Personal details
- Born: Wilford Cotton Wood May 22, 1893 Woods Cross, Utah, United States
- Died: January 17, 1968 (aged 74) Salt Lake City, Utah, United States
- Spouse(s): Lillian Lambert Woodbury

= Wilford C. Wood =

Wilford C. Wood (May 22, 1893 – January 17, 1968), was an American businessman and prominent member of the Latter Day Saint movement who was responsible for acquiring many of the historic sites of the Church of Jesus Christ of Latter-day Saints (LDS Church), including the Nauvoo Temple, Liberty Jail, and Adam-ondi-Ahman.

After serving an LDS Church mission in the Northern States Mission for almost four years, Wood gained success in the fur business and frequently visited New York City. During those trips, he would visit historic sites, including locations in New York State, Ohio, and Missouri.

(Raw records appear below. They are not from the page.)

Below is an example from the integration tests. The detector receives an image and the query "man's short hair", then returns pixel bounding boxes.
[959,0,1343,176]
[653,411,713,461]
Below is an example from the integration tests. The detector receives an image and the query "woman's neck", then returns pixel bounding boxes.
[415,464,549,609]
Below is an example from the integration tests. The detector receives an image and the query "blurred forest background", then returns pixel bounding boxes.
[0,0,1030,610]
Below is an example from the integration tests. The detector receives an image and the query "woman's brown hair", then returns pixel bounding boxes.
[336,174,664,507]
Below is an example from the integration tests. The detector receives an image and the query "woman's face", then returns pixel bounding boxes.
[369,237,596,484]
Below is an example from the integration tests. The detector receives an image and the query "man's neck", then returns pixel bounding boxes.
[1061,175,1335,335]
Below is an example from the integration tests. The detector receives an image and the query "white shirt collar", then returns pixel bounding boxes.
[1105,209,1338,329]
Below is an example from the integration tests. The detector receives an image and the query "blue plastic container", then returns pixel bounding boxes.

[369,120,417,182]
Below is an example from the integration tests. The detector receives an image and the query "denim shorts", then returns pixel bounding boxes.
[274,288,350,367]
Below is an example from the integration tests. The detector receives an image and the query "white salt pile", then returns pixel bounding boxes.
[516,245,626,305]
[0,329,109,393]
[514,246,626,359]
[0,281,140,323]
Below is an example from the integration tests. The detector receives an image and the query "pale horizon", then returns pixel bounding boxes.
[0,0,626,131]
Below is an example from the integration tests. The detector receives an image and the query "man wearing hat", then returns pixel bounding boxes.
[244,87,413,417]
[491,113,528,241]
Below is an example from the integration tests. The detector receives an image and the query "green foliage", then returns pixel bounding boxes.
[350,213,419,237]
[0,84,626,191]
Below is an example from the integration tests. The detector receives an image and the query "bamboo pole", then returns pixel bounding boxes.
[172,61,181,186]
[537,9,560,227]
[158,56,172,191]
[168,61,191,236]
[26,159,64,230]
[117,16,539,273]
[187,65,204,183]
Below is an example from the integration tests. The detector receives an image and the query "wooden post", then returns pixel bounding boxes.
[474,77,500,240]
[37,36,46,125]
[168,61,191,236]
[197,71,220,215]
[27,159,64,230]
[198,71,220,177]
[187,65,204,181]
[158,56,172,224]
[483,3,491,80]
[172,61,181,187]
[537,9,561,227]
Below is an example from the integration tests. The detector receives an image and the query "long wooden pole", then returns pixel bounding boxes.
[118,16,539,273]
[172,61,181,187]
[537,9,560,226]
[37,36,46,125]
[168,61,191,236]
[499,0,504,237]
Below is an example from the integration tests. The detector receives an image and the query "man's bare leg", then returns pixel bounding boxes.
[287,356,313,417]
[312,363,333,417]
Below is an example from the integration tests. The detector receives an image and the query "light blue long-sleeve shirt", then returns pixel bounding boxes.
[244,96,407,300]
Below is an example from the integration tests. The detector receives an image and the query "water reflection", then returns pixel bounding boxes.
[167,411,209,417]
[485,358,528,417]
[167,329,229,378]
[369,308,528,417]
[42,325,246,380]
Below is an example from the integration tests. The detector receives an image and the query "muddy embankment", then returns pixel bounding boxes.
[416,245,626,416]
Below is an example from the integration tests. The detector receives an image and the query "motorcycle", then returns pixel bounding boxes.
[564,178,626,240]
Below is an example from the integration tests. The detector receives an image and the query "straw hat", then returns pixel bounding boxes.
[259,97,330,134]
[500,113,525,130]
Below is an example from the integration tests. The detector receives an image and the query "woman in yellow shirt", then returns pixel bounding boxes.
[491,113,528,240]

==LDS Church historic sites==
At the start of the twentieth century, the LDS Church held title to few of the significant sites associated with its early history. Wood's efforts led to the acquisition of the Nauvoo Temple site; Liberty Jail, Adam-ondi-Ahman; the Newel K. Whitney Store; John Johnson Farm; and the Hale property in Harmony, Pennsylvania, on which the Aaronic priesthood was restored. In February 1937, the Bank of Nauvoo planned to auction off a portion of the city lot where the Nauvoo Temple once stood and Wood alerted the LDS Church's First Presidency. Wood, acting as the LDS Church's agent, asked the bank, "Are you going to try to make us pay an exorbitant price for the blood of the martyred Prophet when you know this property rightfully belongs to the Mormon people?" The bank officials agreed and negotiated a sale to Wood for $900. In 1944, Wood purchased 38 acres at Adam-ondi-Ahman (an additional 3,000 acres have since been purchased).

Wood also acquired many historical artifacts, including an original uncut 1830 edition of the Book of Mormon and the Smith brothers' genuine death masks. The uncut 1830 edition of the Book of Mormon was acquired by trading one of Wood's fur coats, which was worth less than $1,000. His personal stationery carried the phrase "Lest we forget."

==Personal life==
Wilford married Lillian Lambert Woodbury and had two daughters.